Great post Janet, about the only thing I see differently is the Camerroon wrapper. I haven't cared for any of the ones I've tried. Like a couple of others have said, I find I like the Nicaraguan cigars the most. Although I've only had a handful of CCs, I'd say the '64 Padron is as good as any of them.


----------



## Damselnotindistress (Aug 7, 2011)

Hey, all, I'm very, very thankful for your kind responses (and especially the RG bumps!!!) Also, Craig, there are some Cameroon wrapped or tobaccoed smokes that have indeed done ZERO for me as far as flavor or satisfaction. One of them was Rocky Patel's (2003?) blue band Cameroon release. 'Don't know what the hell happened with that. But I'm thinking maybe I should try it again just to be sure. Also, several of Partagas' Dominicans feature Cameroon tobacco or wrappers. I'm hesitant to confess that I've absolutely found those Dominican Partagas's despite their prestige, shall we say :yawn: However, their Partagas No.2, on a good day, CAN actually be on par with even some Habano tobacco. Like I said you have to catch it on a GOOD day! Thanks again, all, for your very kind responses!


----------



## brettwoody (Dec 2, 2012)

Thanks Janet, that is exactly the info I was looking for. Man, I hope to one day be able to appreciate the nuances of cigars at your level!


----------



## Quine (Nov 9, 2011)

Nice summary and RG for Janet! I like them all. In my own list of sticks I usually have on hand I find Dominicans, Hondurans (G. Rico's Gran Habanos should be mentioned here) and Nicaraguans, with wrappers from all these countries, and also Connecticut, Brazil, Mexico, and Cameroon! As ghe just said, the variety is endless! As my palate has developed over the last 18+ months now I discover I like variety. If I have a stick with dark fruit or coco flavors one day, I like something more nutty with leather the next, and vegetal/mushroom (which also tends to go with leather) the day after that! Not necessarily in that order, but you get the idea, mix them up and enjoy the variety.


----------



## BMack (Dec 8, 2010)

I agree with Janet, Cameroon is delicious and underappreciated...so is a good Sumatra.

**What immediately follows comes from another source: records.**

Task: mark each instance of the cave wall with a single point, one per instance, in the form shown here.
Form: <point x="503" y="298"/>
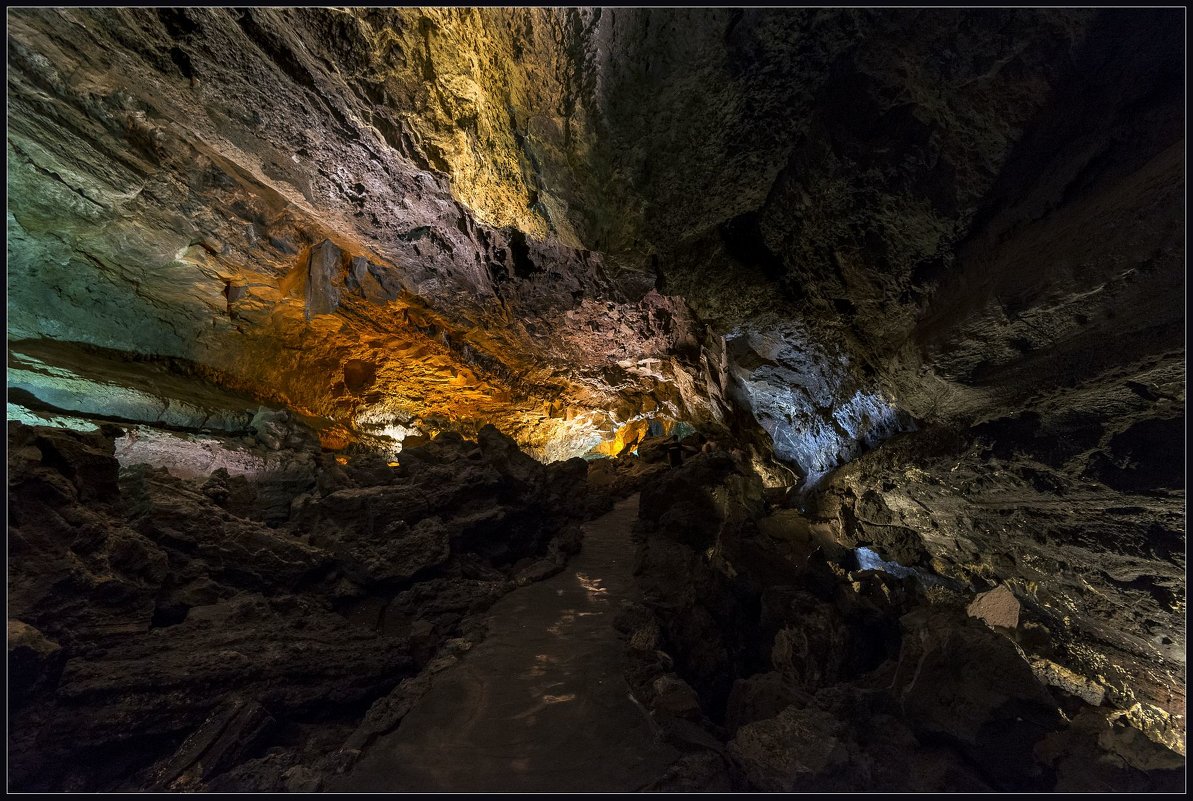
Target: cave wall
<point x="270" y="196"/>
<point x="963" y="226"/>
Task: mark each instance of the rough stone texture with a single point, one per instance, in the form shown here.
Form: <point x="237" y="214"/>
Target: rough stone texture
<point x="997" y="608"/>
<point x="140" y="603"/>
<point x="941" y="247"/>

Also, don't forget not all Cameroon wrapper cigars have it on their label...look at the Fuentes that many seem to forget have a Cameroon wrapper.


----------



## jsonracer (Sep 17, 2012)

Thanks Janet, good info for a newbie such as myself


----------



## B.L. Sims (Jan 14, 2010)

From my experience, Dominican tobaccos to be a bit softer and sweeter.


----------